Address: Kamehameha Avenue, Mamo Street, Hilo, Hawaii
13 Kealakekua Bay State Historical Park
South of Kailua-Kona, this state historic park is located where Captain Cook landed in 1779, and later died in a skirmish with native Hawaiians. Kealakekua Bay is a protected Marine Life Conservation District, resulting in pristine waters and plentiful sea life. Because of the abundance of bright fish and thriving coral, this is a particularly popular spot for snorkeling, scuba diving, and kayaking. Points of interest within the park include the Captain James Cook Monument and Hikiau Heiau, a temple built to honor the Hawaiian god Lono.
Address: 82-6099 Puuhonua Road, Captain Cook, Hawaii
14 Parker Ranch (Kona Coast)
Cattle ranching may not be the first thing that comes to mind when you think of Hawaiian agriculture, but the Parker Ranch is actually the largest in the United States. Covering 355 square miles from the Kohala mountains to the northwest coast of the Big Island, the ranch makes up about 9 percent of Hawaii's total area. The entire ranch, which is operated by 6th generation Parkers, is open to the public. Tours include visiting the 19th-century John Parker House; the family cemetery; Pukalani stables; and Puuopelu, the modern family home. This elegant house is akin to a museum, housing 100 paintings by renowned artists like Renoir, Pissarro, and Degas. Exhibits about the ranch and family's history can be found at the Visitor Center and Museum, which has family heirlooms, photographs, and a short film.
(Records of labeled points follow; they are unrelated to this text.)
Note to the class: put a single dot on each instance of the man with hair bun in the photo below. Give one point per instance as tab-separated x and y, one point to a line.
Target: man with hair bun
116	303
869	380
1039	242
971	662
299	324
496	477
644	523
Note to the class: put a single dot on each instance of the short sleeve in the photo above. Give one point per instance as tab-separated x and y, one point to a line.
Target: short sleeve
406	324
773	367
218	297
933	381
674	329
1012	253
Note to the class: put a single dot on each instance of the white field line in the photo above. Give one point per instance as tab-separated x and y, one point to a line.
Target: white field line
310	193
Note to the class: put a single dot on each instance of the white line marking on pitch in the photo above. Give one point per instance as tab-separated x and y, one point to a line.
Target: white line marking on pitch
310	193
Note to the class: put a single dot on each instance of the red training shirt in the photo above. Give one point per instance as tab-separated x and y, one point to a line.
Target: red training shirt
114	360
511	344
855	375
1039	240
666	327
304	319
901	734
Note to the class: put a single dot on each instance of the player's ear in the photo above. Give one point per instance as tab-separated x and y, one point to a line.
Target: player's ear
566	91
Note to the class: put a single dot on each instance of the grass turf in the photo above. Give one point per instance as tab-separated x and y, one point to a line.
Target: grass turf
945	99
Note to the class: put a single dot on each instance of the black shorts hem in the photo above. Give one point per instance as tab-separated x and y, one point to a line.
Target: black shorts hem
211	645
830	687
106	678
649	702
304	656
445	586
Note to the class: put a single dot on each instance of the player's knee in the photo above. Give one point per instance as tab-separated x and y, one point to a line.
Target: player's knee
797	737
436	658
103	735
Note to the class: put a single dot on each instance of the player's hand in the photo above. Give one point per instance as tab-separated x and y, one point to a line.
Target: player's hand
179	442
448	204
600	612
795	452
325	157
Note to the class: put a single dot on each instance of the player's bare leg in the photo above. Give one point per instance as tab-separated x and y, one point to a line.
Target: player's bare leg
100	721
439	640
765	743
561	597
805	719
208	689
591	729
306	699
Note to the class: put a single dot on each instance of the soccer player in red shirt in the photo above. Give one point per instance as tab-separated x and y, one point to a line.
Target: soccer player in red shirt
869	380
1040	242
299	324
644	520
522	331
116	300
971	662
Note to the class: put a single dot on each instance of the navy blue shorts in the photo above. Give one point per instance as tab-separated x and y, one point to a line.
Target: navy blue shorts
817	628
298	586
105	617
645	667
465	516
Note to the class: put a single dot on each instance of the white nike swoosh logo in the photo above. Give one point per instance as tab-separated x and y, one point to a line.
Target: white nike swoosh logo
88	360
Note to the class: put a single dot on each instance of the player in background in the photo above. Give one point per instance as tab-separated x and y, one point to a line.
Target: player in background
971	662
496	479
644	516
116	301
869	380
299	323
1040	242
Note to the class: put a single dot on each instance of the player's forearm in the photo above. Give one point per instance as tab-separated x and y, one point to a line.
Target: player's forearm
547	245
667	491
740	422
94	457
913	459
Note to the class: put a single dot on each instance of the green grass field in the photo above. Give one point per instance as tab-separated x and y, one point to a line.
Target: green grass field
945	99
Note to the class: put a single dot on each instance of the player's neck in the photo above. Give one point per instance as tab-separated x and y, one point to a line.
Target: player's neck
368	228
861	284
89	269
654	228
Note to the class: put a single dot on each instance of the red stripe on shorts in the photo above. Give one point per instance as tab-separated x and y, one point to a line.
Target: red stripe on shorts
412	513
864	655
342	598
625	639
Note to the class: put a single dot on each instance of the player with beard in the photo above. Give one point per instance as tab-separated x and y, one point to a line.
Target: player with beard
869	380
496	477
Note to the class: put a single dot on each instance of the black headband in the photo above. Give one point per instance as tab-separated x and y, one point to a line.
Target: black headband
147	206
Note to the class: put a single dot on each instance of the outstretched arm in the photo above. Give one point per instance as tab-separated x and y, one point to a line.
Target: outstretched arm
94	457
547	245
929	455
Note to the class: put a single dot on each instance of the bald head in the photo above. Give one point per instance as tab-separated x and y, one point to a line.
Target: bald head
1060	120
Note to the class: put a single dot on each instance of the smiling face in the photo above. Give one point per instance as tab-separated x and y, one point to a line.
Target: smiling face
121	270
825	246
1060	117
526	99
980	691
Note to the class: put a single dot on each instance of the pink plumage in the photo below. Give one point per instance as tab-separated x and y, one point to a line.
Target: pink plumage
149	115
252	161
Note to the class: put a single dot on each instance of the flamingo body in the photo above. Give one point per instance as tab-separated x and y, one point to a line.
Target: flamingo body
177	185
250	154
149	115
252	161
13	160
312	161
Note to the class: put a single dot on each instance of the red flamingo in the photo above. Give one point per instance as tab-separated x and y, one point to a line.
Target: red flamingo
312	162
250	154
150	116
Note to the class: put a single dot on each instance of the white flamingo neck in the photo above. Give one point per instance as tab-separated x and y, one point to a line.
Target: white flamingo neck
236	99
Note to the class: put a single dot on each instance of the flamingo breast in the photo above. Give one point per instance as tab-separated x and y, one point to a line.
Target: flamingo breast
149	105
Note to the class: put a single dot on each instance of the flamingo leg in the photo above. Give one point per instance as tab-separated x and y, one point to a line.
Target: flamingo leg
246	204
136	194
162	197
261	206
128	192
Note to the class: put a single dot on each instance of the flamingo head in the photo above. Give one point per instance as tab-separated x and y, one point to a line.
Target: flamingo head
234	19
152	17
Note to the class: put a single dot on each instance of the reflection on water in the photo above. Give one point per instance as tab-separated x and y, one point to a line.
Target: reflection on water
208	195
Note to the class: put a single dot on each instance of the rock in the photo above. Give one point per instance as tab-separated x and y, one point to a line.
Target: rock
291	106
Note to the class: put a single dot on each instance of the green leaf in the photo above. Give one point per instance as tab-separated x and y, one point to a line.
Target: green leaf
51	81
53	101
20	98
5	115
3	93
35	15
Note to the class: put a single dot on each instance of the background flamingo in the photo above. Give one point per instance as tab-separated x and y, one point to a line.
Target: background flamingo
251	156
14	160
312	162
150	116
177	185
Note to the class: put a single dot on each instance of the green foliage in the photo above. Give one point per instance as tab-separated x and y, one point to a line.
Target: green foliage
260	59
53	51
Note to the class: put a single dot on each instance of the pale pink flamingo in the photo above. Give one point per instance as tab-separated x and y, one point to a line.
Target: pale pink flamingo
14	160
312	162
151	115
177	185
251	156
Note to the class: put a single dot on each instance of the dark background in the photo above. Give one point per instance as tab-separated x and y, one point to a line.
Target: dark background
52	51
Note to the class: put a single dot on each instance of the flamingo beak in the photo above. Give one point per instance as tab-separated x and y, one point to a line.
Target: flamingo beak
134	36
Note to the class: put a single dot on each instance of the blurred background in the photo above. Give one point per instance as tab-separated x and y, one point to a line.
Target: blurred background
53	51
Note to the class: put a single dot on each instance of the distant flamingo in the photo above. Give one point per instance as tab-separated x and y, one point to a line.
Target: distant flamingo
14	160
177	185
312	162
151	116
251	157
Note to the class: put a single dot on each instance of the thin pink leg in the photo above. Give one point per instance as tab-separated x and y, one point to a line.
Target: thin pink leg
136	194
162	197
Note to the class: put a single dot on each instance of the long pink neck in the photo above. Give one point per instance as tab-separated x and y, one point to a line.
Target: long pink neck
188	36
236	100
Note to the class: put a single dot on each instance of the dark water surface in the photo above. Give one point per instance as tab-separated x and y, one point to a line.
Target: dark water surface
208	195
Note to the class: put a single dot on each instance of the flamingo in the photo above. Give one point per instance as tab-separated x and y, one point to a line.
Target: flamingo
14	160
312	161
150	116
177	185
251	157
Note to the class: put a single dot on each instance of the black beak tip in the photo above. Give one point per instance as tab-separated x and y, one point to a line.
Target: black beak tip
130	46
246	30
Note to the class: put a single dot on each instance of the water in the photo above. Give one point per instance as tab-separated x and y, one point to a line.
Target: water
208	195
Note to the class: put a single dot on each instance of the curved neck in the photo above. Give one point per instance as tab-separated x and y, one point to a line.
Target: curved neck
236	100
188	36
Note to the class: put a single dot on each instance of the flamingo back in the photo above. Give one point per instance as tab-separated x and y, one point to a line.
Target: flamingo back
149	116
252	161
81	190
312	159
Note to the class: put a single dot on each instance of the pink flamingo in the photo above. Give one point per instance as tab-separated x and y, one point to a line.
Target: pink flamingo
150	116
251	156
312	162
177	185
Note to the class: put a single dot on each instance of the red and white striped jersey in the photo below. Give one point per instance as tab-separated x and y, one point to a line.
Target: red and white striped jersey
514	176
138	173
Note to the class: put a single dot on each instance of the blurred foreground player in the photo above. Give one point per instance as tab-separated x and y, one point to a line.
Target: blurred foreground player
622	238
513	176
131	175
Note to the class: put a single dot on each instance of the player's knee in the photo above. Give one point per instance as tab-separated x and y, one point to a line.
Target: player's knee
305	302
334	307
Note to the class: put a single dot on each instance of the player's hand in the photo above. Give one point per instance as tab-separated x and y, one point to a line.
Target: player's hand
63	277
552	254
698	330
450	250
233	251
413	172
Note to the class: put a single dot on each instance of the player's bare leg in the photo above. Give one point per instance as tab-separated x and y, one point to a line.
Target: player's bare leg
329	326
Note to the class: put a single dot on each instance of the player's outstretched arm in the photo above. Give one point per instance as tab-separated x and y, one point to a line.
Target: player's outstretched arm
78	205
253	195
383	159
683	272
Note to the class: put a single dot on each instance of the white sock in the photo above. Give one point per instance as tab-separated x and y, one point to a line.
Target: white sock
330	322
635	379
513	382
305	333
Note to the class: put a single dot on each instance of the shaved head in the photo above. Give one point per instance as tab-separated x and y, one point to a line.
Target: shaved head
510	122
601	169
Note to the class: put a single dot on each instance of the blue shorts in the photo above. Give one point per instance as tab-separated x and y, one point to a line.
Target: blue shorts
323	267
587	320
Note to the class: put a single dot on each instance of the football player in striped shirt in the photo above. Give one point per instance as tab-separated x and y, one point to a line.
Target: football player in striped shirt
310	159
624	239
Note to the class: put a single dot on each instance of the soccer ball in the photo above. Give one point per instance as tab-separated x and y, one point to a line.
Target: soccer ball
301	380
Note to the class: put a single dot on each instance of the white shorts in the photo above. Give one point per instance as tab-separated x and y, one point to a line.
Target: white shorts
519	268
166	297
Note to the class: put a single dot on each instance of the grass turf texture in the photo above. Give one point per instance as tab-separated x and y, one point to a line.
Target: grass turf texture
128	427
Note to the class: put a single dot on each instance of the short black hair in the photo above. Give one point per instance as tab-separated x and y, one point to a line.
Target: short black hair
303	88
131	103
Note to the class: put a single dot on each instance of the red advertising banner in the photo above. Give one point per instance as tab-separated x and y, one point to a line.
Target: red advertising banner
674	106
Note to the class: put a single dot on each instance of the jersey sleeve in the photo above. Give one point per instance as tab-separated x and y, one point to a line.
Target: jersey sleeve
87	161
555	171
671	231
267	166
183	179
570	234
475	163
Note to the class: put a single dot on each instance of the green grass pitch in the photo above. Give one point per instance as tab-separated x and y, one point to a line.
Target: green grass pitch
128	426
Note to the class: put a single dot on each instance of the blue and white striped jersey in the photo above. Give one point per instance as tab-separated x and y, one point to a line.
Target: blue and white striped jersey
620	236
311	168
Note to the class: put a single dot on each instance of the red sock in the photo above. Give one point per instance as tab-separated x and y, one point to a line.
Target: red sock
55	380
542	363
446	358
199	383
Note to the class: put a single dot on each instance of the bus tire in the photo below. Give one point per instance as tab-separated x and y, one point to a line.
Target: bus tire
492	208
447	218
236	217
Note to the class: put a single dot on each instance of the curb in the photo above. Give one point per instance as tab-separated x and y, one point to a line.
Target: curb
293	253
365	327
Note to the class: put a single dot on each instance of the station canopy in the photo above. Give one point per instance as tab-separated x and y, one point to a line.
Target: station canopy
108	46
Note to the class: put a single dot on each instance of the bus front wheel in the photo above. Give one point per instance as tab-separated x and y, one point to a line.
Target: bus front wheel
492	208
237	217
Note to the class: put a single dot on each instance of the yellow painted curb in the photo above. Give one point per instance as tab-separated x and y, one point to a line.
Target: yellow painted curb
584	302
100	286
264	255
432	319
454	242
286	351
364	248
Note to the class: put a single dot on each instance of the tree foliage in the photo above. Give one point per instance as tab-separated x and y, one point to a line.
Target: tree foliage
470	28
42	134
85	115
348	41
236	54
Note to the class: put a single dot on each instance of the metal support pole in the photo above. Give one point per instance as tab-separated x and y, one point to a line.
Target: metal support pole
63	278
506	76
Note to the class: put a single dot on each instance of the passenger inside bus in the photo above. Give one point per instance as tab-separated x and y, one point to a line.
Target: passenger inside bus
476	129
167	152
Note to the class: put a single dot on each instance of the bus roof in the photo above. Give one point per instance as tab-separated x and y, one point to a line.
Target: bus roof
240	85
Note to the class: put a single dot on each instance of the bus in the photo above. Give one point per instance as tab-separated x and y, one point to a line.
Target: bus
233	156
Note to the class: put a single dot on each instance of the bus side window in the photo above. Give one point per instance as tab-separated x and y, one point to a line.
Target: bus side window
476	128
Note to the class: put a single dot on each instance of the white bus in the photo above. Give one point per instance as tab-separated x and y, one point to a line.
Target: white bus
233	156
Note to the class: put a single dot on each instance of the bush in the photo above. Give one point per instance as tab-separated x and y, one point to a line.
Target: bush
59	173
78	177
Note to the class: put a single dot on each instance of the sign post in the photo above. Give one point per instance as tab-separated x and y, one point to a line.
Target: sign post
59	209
Address: 66-1304 Mamalahoa Hwy, Waimea, Hawaii
- Read More:
- Parker Ranch (Kona Coast): A Visitor's Guide
Tips and Tours: How to Make the Most of Trip to the Big Island
- By Land: A full day sightseeing tour out of Kona and Waikoloa is the Big Island in a Day Small Group Tour, which explores some of the island's most impressive natural wonders. With a group size limited to 13 people, this 11-hour tour is a more personal alternative, which travels down the Hamakua Coast, stopping at scenic vistas like the Waipio Valley Lookout, Akaka Falls, and Rainbow Falls. The tour also includes a visit to Hawaii Volcanoes National Park, where you will have time to explore its top attractions, like the Thurston Lava Tube and the Jaggar Museum, and later explore the black sands of Punalu'u State Park.
- By Air: Adventure junkies will not want to miss a chance to soar above the stunning Hawaiian landscape in the 45-minute Open-Door Volcanoes Helicopter Flight. Taking off from Hilo, this thrilling ride brings you over the island's active volcanoes, where you can feel the heat rising and watch the lava flow into the sea from above. During the flight over some of the island's most beautiful sights, including tropical forests and stunning waterfalls, the pilot provides commentary and fascinating details about the wonders below.
- By Sea: The 2.5-hour Sunset Manta Ray Snorkel Tour is the perfect way to end the day. Providing an unforgettable experience, the tour begins with a cruise into the sunset off the Kona Coast. After enjoying the view, guests are provided with equipment and instruction and then led by a local guide to snorkel among the manta rays in their natural habitat. Snacks and beverages are provided, as well as all equipment.